Count-Min Sketch¶
Count–Min Sketch is a simple space-efficient probabilistic data structure that is used to estimate frequencies of elements in data streams and can address the Heavy hitters problem. It was presented in 2003 [1] by Graham Cormode and Shan Muthukrishnan and published in 2005 [2].
References¶
- [1] Cormode, G., Muthukrishnan, S.
- What’s hot and what’s not: Tracking most frequent items dynamically Proceedings of the 22th ACM SIGMOD-SIGACT-SIGART symposium on Principles of database systems, San Diego, California - June 09-11, 2003, pp. 296–306, ACM New York, NY. http://www.cs.princeton.edu/courses/archive/spr04/cos598B/bib/CormodeM-hot.pdf
- [2] Cormode, G., Muthukrishnan, S.
- An Improved Data Stream Summary: The Count–Min Sketch and its Applications Journal of Algorithms, Vol. 55 (1), pp. 58–75. http://dimacs.rutgers.edu/~graham/pubs/papers/cm-full.pdf
This implementation uses MurmurHash3 family of hash functions which yields a 32-bit hash value.
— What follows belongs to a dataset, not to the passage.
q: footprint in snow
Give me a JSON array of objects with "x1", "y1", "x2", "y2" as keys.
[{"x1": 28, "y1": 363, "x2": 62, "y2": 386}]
Thus, the length of the counters is expected to be smaller or equal to the (2^{32} - 1), since we cannot access elements with indexes above this value.
from pdsa.frequency.count_min_sketch import CountMinSketch
cms = CountMinSketch(5, 2000)
cms.add("hello")
cms.frequency("hello")
Build a sketch¶
You can build a new sketch either from specifiyng its dimensions (number of counter arrays and their length), or from the expected overestimation diviation and standard error probability.
Build filter from its dimensions¶
from pdsa.frequency.count_min_sketch import CountMinSketch
cms = CountMinSketch(num_of_counters=5, length_of_counter=2000)
Build filter from the expected errors¶
In this case the number of counter arrays and their length will be calculated corresponsing to the expected overestimation and the requested error.
from pdsa.frequency.count_min_sketch import CountMinSketch
cms = CountMinSketch.create_from_expected_error(deviation=0.000001, error=0.01)
Note
The deviation is the error ε in answering the paricular query. For example, if we expect 10^7 elements and allow the fixed overestimate of 10, the deviation is 10/10^7 = 10^{-6}.
The error is the standard error δ (0 < error < 1).
Note
The Count–Min Sketch is approximate and probabilistic at the same time, therefore two parameters, the error ε in answering the paricular query and the error probability δ, affect the space and time requirements. In fact, it provides the guarantee that the estimation error for frequencies will not exceed ε x n with probability at least 1 – δ.
Index element into the sketch¶
cms.add("hello")
Note
It is possible to index into the counter any elements (internally it uses repr() of the python object to calculate hash values for elements that are not integers, strings or bytes.
Estmiate frequency of the element¶
print(cms.frequency("hello"))
Warning
It is only an approximation of the exact frequency.
Size of the sketch in bytes¶
print(cms.sizeof())
Length of the sketch¶
print(len(cms))